Net zoals de geschiedenis is de tentoonstelling alleen nog indirect mee te maken. De tentoonstelling sloot in mei. De enige toegang is nu via de catalogus die bij de expositie verscheen. In die catalogus beschrijft schrijver en curator Lou Stoppard hoe ze het voorstel voor de combinatie tussen het werk van Ernaux en fotografie indiende bij de directie van het fotomuseum. Ze verwachtte een afwijzing, zoiets moest toch allang gedaan zijn?
Wat is het verhaal achter wat er te zien is?
Voor de tentoonstelling (die er uiteraard kwam) selecteerde Stoppard foto's uit de collectie van het museum.
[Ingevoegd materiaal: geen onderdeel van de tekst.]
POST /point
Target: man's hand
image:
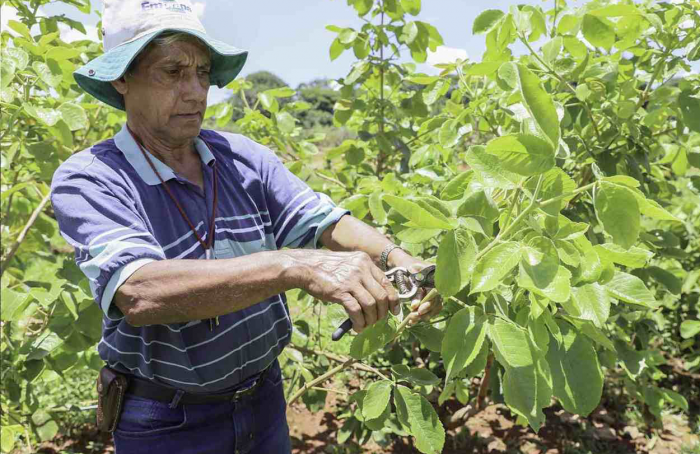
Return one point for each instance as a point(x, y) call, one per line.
point(350, 279)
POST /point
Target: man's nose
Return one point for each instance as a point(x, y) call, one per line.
point(194, 87)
Ze hing deze naast teksten uit Journal du dehors, waarin Ernaux haar ervaringen in het openbare leven van Parijs en het Franse stadje Cergy-Pontoise beschrijft gedurende de periode van 1985 tot 1992. De foto's en teksten waren geordend aan de hand van brede thema's, zoals 'confrontations' of 'meeting points'.
Een foto lezen, een tekst verbeelden
Het was druk binnen. Boven elke foto hing een groot vel papier met tekst van Ernaux. De foto's waren geen illustraties bij de tekst; ze pasten niet altijd precies bij wat Ernaux beschreef. Dat werkte goed. Je moest tekst en beeld lezen of bekijken, zonder dat er een hiërarchie was aangebracht die een van de twee belangrijker maakte. De foto's in de tentoonstelling gaven een blik op een langere historische periode, waarvan de oudste gemaakt was in de jaren 40 en de jongste in 2021.
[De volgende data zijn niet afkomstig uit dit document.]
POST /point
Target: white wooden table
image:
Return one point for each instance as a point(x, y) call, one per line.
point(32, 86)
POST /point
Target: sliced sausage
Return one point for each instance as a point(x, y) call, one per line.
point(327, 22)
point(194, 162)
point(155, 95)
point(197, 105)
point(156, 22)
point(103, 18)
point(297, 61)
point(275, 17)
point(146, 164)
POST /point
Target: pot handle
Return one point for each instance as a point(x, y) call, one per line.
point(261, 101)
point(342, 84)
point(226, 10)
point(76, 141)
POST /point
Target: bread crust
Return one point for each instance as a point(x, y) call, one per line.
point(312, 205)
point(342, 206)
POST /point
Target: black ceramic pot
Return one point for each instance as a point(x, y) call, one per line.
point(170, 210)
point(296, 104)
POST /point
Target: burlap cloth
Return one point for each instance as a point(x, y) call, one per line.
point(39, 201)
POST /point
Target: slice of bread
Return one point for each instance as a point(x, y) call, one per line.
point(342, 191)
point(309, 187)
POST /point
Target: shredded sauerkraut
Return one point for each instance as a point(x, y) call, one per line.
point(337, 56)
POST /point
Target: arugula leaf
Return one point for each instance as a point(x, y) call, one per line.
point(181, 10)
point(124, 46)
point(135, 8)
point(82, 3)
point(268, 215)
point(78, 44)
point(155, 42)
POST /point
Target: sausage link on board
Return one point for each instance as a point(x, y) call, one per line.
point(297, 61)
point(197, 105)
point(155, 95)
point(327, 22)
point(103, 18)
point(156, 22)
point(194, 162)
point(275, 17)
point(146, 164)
Er waren enkele duidelijke overeenkomsten tussen de fragmenten en de foto’s: beide richtten zich vaak op het leven in de publieke ruimte. Veel van de fragmenten waren zo herkenbaar dat ze prima het begin van een column konden zijn, geschreven door een columnist die een flard van een gesprek opvangt in de trein of op een terras en dat gebruikt om een punt te maken. Ook de door Stoppard gekozen foto’s vragen erom gelezen te worden. Wat is de sociale dynamiek in de afgebeelde situatie en wat is het verhaal achter wat er te zien is? Dat is wat deze tentoonstelling interessant maakte, het publiek werd gevraagd om tekst te verbeelden en beeld te lezen. Het is een onderzoek naar de relatie tussen deze twee media.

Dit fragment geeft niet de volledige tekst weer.